Now, UnRAID certainly has it's advanatges, and it is very much an attractive storage platform for "media server" duties, the only downside is that you can't run any other apps on top of it. Well, that, and it's abysmal performance. Yes, you can argue that it can read/stream just fine, but write performance is just as important, especially if you have the ability to run third party applications on top of the O/S. Since you can't do that with Unraid anyway, it kinda becomes a moot point.
"My" strategy is to have a single, powerful enough server for a lot of varied tasks in the house. I don't want to build a server, and a few months down the line, when I need to add some backend functionality, realize that I can't. For that very reason, Unraid is out for "me". Now, I could run a pure Linux platform as such, and it'd be just fine, but the third party app support for Linux is just aint there yet. In time, I'm sure it will be, but not at present.

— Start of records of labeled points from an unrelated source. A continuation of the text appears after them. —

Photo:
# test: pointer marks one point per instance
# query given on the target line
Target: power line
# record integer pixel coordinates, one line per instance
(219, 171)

That leaves us with Windows
and it's different flavors. The only reason (for the most part) anybody would consider running a Windows "Server" O/S for their server, would be the software RAID part. But that sucks, plain and simple. It's not expandable, growable, doesn't support hot spares, and in general is very hobbled RAID implementation. Why? BEcause Microsoft WANTS it that way. They need their business partners to be able to sell you all those hardware RAID cards and/or enterprise volume managers for thousands of $$
They could very easily make the software RAID in Windows Server be at least as good, if not better than Linux, but they choose not to. It's not a technology/manpower decision, it's a business decision. They just choose not to.
So, that kinda leaves us nowehere. Unless you're willing to buy a hardware or even fakeraid RAID card, you're gonna HAVE to make compromises SOMEWHERE. You just can't have it all, there is no magic solution.

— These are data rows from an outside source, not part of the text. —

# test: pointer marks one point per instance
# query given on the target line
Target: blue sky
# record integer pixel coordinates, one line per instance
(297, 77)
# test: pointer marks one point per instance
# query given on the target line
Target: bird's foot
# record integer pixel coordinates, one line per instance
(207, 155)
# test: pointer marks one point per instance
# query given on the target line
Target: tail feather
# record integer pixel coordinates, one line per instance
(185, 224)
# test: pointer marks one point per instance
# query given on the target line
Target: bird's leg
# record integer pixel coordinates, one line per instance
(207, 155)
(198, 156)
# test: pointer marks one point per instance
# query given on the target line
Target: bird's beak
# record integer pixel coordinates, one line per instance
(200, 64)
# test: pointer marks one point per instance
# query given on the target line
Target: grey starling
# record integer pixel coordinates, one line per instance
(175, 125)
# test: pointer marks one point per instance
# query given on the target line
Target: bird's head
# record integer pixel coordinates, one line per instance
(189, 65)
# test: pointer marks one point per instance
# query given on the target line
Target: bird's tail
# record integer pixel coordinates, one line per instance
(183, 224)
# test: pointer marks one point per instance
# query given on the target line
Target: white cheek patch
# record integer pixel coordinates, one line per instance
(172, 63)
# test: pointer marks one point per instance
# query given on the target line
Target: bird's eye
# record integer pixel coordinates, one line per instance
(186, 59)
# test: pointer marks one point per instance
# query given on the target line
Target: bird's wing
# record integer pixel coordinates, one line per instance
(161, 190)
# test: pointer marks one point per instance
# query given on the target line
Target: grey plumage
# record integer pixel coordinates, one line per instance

Me personally, I built my new server so that I could:
- Run all of the backend functionality "I" need, like AD/DC, DNS, DHCP, SQL Server, TFS etc, all on the same machine.
- Run any batch processing that I need, like, video encoding, audio transcoding, metadata processing etc all on the backend, on the same machine.
- Run my storage of course
- Act as my VPN server. (I hate things like webguide
, I just VPN in into my server, and I have access to all content remotely, and so does the family. My wife's laptop (and mine of course) is configured for VPN as well, and it's a single click operation to have the network mapped drives show up. She listens to music from the server in her office all day long).
- Lots of other home automation things that I won't get into.
Point being, I just can't do all these things on Linux, Solaris, Unraid, FreeNAS etc etc. But that's ME. I have different needs.
YOU need to sit down and make a list of YOUR requirements first. Consider it a cost/benefit exercise. Once you have listed all your requirements, create a matrix of the available options and their repective costs. Then do your cost/benefit assessment and make a decision on the platform.
As I said, there is no magic solution (or even solutions) that will auto-magically solve all your storage needs.